Shortly after Mr. Arvay’s application was heard, the Farewell Foundation For The Right To Die appeared before the same judge to discuss two legal applications it is bringing. One involves an appeal against a decision by the B.C. Registrar of Companies, which refused to allow the group to register as a society on the grounds that it has illegal purposes.
The Farewell Foundation is also before the courts with a civil suit it has filed against the Attorney-General of Canada, in which it is challenging the constitutionality of the law against assisted suicide.
Jason Gratl, a lawyer representing the Farewell Foundation, told court his client wants to get to trial quickly and is willing to either proceed with the appeal, or the civil suit, whichever is more expedient.
The provincial government is trying to have the appeal dismissed, and it is understood the federal government will ask to dismiss the civil suit when that issue is heard Wednesday.
The Farewell Foundation and B.C. Civil Liberties Association cases have been proceeding separately, but that may change.

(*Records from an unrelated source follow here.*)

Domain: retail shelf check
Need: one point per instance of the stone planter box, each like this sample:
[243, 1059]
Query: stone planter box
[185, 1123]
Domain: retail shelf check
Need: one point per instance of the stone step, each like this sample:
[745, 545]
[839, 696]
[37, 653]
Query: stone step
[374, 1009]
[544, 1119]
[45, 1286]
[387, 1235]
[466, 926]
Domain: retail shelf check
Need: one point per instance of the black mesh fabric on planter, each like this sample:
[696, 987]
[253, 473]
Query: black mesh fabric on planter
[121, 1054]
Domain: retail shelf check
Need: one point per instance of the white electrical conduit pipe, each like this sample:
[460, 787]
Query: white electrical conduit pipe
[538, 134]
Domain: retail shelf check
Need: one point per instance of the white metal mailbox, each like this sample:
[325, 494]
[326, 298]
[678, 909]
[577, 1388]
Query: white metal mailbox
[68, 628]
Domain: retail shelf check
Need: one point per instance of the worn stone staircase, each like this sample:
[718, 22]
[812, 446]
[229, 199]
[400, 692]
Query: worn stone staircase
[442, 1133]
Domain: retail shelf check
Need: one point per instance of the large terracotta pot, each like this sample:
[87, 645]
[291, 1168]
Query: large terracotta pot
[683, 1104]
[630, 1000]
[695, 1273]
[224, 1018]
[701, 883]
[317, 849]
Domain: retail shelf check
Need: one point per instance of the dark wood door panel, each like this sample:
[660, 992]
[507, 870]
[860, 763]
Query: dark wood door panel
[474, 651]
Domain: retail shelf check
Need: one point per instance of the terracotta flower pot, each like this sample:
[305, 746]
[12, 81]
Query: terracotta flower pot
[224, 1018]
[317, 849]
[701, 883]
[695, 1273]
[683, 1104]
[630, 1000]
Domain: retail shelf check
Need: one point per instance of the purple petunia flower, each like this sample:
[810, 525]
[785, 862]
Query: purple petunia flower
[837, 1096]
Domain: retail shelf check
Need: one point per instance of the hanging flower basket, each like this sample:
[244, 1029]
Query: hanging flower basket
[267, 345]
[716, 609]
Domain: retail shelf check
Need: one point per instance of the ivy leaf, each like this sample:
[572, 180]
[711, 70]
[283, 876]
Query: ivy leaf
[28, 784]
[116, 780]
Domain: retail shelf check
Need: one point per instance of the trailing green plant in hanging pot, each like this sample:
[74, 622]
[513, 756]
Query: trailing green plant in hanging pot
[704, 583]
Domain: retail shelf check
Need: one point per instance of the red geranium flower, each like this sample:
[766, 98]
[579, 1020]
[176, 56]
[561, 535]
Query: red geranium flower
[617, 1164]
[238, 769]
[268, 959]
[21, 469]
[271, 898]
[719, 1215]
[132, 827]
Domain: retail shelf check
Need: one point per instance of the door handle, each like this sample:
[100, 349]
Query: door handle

“We are on parallel tracks, but clearly we will have to merge at some point,” Russel Ogden, one of the founding directors of the Farewell Foundation, said outside court. “The same judicial case management judge, Madam Justice Lynn Smith, is hearing [all]these issues. It makes sense to consolidate the resources both from the Civil Liberties and Farewell Foundation perspectives, but also from the perspective of the justice system. The Attorney-General, the judge, they ought to be able to hear all these same issues in the same courtroom because there is a convergence here.”
In a separate interview, however, Mr. Arvay did not seem so sure, saying he didn’t see the Farewell case as “the appropriate vehicle” to challenge the law.
“Whether they might intervene in this case is up to them and the court, but we’re proceeding on the basis that it will be our case that’s going to carry the issue,” he said.